Common case replication latency

Standalone runs

No leader failure
Standalone mode: run just replication layer without applications, leader generate random payload and use loop to propose.

Analysis

Standalone outperforms other due to processor cache effects.

In standalone runs, logs and queue pairs are alwasys in cache, and requests need not be fetched from memory.

Attached runs:

with various appliactions
Mu supports two ways of attaching to an application, direct or handover
1. direct mode: same thread to run both application and replication share L1 and L2 caches.
2. handover places application thread on separate core from replication thread, avoid shareing caches.
Direct mode: used in large workloads applications.

Handover places: used in lighter weight applications.

Analysis: (why others are slow?)

APUS and Hermes: the need to involve the CPU of many replicas in the critical path.

DARE and APUS: sequentializing several RDMA operations so that their variance aggregates.

End to end latency

Includes the latency incurred by the application and by replication (if enabled).

Failover time ( = detection time, premission switch time, )

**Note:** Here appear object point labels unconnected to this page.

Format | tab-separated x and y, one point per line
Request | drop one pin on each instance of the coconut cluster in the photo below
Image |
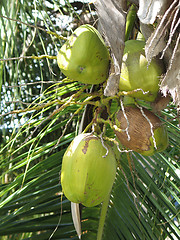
89	165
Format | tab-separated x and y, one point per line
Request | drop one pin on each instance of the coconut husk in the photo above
136	128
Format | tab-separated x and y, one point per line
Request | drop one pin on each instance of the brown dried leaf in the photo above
171	81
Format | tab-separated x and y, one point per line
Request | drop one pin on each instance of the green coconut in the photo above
87	174
137	75
146	133
84	57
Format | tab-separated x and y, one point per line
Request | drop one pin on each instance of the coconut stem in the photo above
102	219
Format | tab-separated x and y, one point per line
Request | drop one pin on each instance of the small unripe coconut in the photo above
87	174
140	127
84	57
136	74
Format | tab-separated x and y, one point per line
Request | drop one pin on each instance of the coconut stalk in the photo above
112	21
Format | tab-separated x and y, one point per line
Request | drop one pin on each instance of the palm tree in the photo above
41	113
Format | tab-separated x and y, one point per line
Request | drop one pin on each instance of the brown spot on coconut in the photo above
141	131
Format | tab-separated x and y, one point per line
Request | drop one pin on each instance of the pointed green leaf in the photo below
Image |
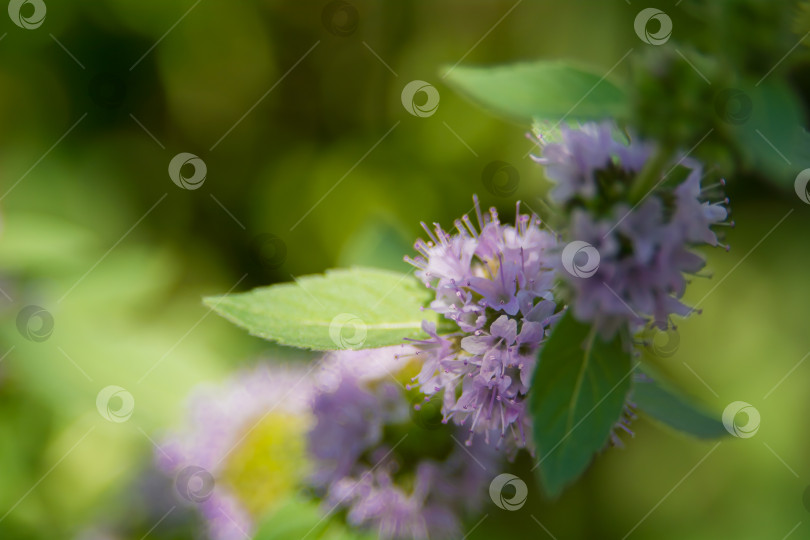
540	90
667	405
577	395
358	308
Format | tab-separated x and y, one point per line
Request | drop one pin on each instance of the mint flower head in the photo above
629	252
493	287
242	449
369	459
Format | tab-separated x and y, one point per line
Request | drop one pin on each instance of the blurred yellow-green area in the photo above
312	162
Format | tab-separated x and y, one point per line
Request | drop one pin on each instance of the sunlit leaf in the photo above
577	396
357	308
539	90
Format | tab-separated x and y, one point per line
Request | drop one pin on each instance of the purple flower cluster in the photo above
221	420
268	433
360	469
493	288
628	261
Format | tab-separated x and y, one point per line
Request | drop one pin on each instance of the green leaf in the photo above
577	395
358	308
773	137
665	404
540	90
297	518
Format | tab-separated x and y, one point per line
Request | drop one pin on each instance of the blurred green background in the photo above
96	102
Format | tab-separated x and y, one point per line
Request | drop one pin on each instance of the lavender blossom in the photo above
361	468
644	250
242	449
493	287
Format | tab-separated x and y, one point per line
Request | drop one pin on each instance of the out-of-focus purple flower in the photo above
643	249
493	286
573	162
359	468
268	407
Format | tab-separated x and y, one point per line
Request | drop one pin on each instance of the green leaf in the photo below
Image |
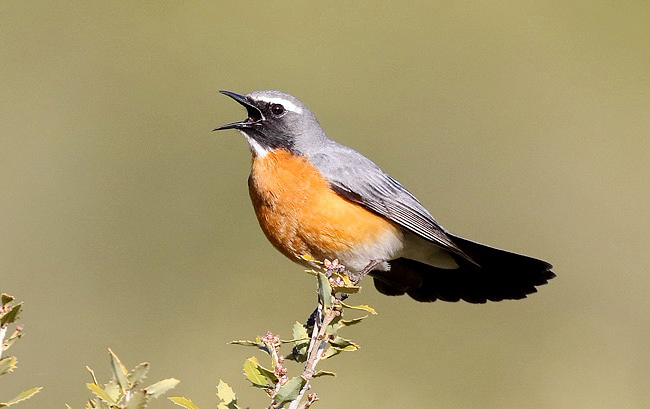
21	397
6	298
113	390
138	400
346	289
365	308
324	291
225	392
301	342
100	393
11	315
138	374
254	375
184	402
269	374
331	352
8	364
161	387
343	344
323	373
347	323
119	371
13	338
290	390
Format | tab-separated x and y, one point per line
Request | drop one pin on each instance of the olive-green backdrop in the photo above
125	222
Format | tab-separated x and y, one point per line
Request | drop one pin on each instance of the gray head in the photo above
277	121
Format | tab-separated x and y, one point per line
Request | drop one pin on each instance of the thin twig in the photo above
316	347
3	332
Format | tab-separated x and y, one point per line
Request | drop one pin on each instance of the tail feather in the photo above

Repeatedly introduce leader failures by delaying the leader, making it become unresponsive (1k times). This causes other replicas to observe that the leader’s heartbeat has stopped changing, and thus detect a failure.

Analysis:

Time to switch permissions (one to revoke write permission from the old leader and one to grant it to the new leader) constitutes about 30% of the total fail-over time

The rest of the fail-over time is attributed to failure de- tection (≈600μs)

Throughput

Run a standalone microbenchmark.

Increase workloads (throughputs) in two ways:

by batching requests together before replicating,
by allowing multiple out- standing requests at a time.

Latency and throughput both increase as the batch size increases

Increasing the number of outstanding requests allowed while keeping the batch size constant substantially increases throughput at a small latency cost.